Innovation Norway, meanwhile, says the Council should be a think-tank for innovation policy as well as “a partner for relevant national ministries”.
While the League of European Research Universities says it would prefer to see any new capabilities or roles added to existing instruments.
There’s general agreement that the EIC should award grants quicker. Currently in Horizon 2020, a funding decision takes about a half year.
Silicon Valley’s popular talent-spotter, the Y Combinator incubator, should be a model for the EIC, writes Piotr Jakubowicz, co-founder of Sothic Bioscience, an Irish firm.
“It takes a half a day to make an application [to] Y Combinator and a couple of emails to clarify questions regarding the business model. The airplane tickets to San Francisco are paid for, so is the stay in the hotel.

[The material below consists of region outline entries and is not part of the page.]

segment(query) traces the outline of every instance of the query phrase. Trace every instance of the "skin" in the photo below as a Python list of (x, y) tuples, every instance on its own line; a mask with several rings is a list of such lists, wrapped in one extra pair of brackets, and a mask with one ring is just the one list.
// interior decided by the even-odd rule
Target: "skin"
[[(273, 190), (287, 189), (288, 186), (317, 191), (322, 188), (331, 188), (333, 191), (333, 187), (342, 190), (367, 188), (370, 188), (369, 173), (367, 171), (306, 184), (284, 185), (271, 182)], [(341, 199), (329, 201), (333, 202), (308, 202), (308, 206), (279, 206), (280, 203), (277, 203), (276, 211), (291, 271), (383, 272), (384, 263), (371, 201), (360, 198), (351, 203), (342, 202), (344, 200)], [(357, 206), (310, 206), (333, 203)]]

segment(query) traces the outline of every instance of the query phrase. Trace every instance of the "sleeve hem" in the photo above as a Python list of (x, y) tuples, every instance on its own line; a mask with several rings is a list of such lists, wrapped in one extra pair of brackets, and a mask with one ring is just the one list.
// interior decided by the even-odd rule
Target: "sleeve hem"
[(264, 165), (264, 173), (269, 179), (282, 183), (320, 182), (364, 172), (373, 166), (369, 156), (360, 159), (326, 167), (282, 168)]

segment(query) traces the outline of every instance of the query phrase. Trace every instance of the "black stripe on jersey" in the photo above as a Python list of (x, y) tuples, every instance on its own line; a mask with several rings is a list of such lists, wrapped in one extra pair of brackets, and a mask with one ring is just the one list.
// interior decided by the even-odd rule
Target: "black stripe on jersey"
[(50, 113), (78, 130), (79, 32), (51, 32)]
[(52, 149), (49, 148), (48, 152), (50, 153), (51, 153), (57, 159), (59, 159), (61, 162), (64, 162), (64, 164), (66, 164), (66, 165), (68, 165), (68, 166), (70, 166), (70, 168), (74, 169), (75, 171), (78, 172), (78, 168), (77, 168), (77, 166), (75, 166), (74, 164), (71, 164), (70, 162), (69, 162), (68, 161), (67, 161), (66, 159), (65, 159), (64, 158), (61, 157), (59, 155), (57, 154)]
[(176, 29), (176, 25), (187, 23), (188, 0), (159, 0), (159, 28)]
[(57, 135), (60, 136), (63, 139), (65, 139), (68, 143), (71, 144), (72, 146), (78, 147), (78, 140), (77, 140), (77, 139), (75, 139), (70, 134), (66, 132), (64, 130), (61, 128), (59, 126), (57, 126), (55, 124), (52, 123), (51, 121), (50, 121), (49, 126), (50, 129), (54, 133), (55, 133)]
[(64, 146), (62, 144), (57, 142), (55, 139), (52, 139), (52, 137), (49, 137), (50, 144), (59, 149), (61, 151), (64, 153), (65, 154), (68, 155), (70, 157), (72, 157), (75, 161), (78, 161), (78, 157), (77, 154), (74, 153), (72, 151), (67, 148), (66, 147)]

“After a 10 minute long interview, the decision to get an investment at $120,000 for approximately 7 per cent equity or convertible loan notes is made on the same day,” he adds.
Who do you put in charge?
There is some debate over who is best fit to run the EIC.
According to Luxembourg’s LDS Venture Capital, “it is implausible that [public] initiatives are the best way for creating world-beating businesses. Venture capitalists have the experience, the processes and incentives needed to select those disruptive, market-creating innovations needed to catapult European ideas into global markets.”
Similarly, the Royal Institute of Technology advises “against empowering public officers or committees to act as decision makers in the selection of supported companies.
“Trying to pick the winners is a difficult task and a strict business finance perspective must be employed,” it adds.
According to Nesta, the UK’s innovation foundation, the EIC should be in charge of several challenge prize competitions.
“There are many areas ripe for challenge prizes, from emerging technologies like blockchain to health-enhancing foods,” it writes.
Both the French Competitiveness Clusters Alliance and Germany’s research society Fraunhofer recommend that the EIC runs a “voucher” reward system for small grants worth €50,000. Dutch electronics multinational Philips recommends that the EIC runs a fund-of-funds scheme.
The UK’s Royal Academy of Engineering encourages the Commission to build in requirements for corporate co-investment in all EIC grants, “to ensure the private partner has skin in the game”.
Strathclyde University says the costs of patenting for SMEs should be eligible for funding from the EIC. It also suggests the new instrument should co-invest in projects jointly run by European universities and institutes in rich countries like South Korea.